Appelliert an die Ampel-Koalition: Arbeitgeberpräsident Reiner Holznagel.

Der Präsident des Steuerzahlerbundes, Reiner Holznagel, fordert mehr Sparanstrengungen beim Haushalt 2024.

Der Bund der Steuerzahler warnt seit Jahren vor ausufernden Staatsausgaben. Präsident Reiner Holznagel (47) erklärt im Interview mit Rena Lehmann, warum das Einhalten der Schuldenbremse nur der Anfang sein kann. Alle Ressorts müssten den Gürtel enger schnallen.

Herr Holznagel, das unbegrenzte Schuldenmachen hat mit dem Bundeshaushalt 2024 ein vorläufiges Ende gefunden. Da müssten Sie doch jubeln?

Ich freue mich, dass zumindest der Bundeskanzler und der Bundesfinanzminister gewillt sind, ab dem nächsten Jahr wieder die Verfassung einzuhalten. Dass die grundgesetzliche Schuldenbremse wieder gelten muss, war lange klar. Ich wundere mich, dass es so lange gedauert hat, bis die einzelnen Ressorts auf diese Notwendigkeit reagiert und sich auf Sparmaßnahmen eingelassen haben.

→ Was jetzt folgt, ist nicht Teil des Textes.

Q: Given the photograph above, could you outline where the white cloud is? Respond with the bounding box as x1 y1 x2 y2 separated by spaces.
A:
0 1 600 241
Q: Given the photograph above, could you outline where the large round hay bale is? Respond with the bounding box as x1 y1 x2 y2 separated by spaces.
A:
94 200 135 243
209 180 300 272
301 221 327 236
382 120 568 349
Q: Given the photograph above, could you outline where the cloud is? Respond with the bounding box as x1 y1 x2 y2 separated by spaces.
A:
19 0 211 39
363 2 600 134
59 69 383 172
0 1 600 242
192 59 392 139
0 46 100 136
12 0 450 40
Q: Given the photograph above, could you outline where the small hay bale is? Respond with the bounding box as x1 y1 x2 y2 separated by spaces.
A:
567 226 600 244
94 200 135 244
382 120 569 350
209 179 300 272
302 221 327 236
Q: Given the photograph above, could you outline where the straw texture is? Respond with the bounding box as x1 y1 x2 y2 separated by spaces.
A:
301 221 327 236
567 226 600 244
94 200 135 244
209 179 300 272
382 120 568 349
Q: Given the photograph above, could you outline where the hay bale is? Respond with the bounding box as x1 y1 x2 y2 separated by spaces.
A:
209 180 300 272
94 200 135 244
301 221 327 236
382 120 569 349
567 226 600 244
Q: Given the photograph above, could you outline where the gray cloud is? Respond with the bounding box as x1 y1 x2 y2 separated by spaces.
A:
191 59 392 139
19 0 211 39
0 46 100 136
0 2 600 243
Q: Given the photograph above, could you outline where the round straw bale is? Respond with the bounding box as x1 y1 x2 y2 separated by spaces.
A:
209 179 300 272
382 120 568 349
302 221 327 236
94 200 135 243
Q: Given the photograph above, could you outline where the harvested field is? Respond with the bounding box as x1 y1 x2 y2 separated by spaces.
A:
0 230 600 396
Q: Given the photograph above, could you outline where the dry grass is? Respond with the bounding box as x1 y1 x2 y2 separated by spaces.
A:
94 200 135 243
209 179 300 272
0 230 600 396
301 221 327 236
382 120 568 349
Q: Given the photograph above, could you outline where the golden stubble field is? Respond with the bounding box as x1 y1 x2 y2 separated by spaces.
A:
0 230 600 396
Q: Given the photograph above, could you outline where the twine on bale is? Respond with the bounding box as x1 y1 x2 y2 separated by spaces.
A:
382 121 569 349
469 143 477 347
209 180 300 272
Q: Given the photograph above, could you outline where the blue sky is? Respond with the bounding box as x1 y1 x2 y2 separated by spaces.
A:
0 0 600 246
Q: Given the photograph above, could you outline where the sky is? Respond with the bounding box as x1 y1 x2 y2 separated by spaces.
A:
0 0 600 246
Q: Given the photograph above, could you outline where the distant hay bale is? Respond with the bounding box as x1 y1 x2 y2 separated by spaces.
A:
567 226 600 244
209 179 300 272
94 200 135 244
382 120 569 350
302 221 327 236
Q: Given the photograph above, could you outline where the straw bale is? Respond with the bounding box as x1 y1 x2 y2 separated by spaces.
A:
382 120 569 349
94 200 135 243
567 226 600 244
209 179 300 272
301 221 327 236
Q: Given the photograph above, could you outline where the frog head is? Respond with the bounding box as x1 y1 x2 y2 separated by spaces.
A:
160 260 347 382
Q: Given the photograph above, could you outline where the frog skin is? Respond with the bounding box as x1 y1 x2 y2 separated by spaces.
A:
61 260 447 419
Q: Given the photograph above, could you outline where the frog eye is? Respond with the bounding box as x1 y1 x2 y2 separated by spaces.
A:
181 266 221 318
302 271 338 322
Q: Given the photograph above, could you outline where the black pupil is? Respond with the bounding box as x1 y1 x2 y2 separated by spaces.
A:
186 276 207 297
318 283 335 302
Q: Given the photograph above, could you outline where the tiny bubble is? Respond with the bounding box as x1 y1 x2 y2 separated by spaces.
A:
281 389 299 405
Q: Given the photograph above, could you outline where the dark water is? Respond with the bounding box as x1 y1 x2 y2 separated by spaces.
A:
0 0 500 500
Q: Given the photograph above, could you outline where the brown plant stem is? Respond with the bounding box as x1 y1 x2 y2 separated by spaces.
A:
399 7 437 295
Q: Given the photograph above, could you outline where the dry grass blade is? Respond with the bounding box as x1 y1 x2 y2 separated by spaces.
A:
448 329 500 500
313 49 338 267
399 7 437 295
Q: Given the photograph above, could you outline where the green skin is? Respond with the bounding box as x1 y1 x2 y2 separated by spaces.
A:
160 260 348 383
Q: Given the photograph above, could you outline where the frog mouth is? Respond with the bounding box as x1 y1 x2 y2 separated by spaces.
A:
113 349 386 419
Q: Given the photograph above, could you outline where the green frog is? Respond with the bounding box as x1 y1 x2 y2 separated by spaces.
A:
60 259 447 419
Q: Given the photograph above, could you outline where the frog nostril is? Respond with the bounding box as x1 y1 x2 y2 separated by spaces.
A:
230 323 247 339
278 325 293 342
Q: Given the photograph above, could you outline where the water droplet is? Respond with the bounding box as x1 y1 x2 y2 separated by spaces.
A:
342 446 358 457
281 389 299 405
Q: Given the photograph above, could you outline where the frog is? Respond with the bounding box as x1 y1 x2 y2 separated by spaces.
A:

Schlägt Deutschland damit nach den Jahren der Rekordschulden den Weg der Konsolidierung ein?

Ich warne davor, die hohen Tilgungsverpflichtungen aus dem Blick zu verlieren, die mit den hohen Schulden, die Deutschland ja weiterhin hat, bald einhergehen werden. Ab 2028 muss der Bund die Corona-Schulden nach und nach zurückzahlen – angefangen mit 12 Milliarden Euro pro Jahr. Aktuell sinkt der Spielraum schon wegen der enorm steigenden Zinsen. Hier schlagen jedes Jahr 40 Milliarden Euro zu Buche. Alle Koalitionäre müssen sich anstrengen, die nächsten Haushalte nachhaltig aufzustellen – die Schuldenbremse muss unbedingt Bestand haben! Der Haushalt 2024 kann nur der Anfang sein.

Ist Sparen angesichts aktueller von Warnungen, Deutschland werde wirtschaftlich wieder zum kranken Mann Europas, denn wirklich der richtige Kurs?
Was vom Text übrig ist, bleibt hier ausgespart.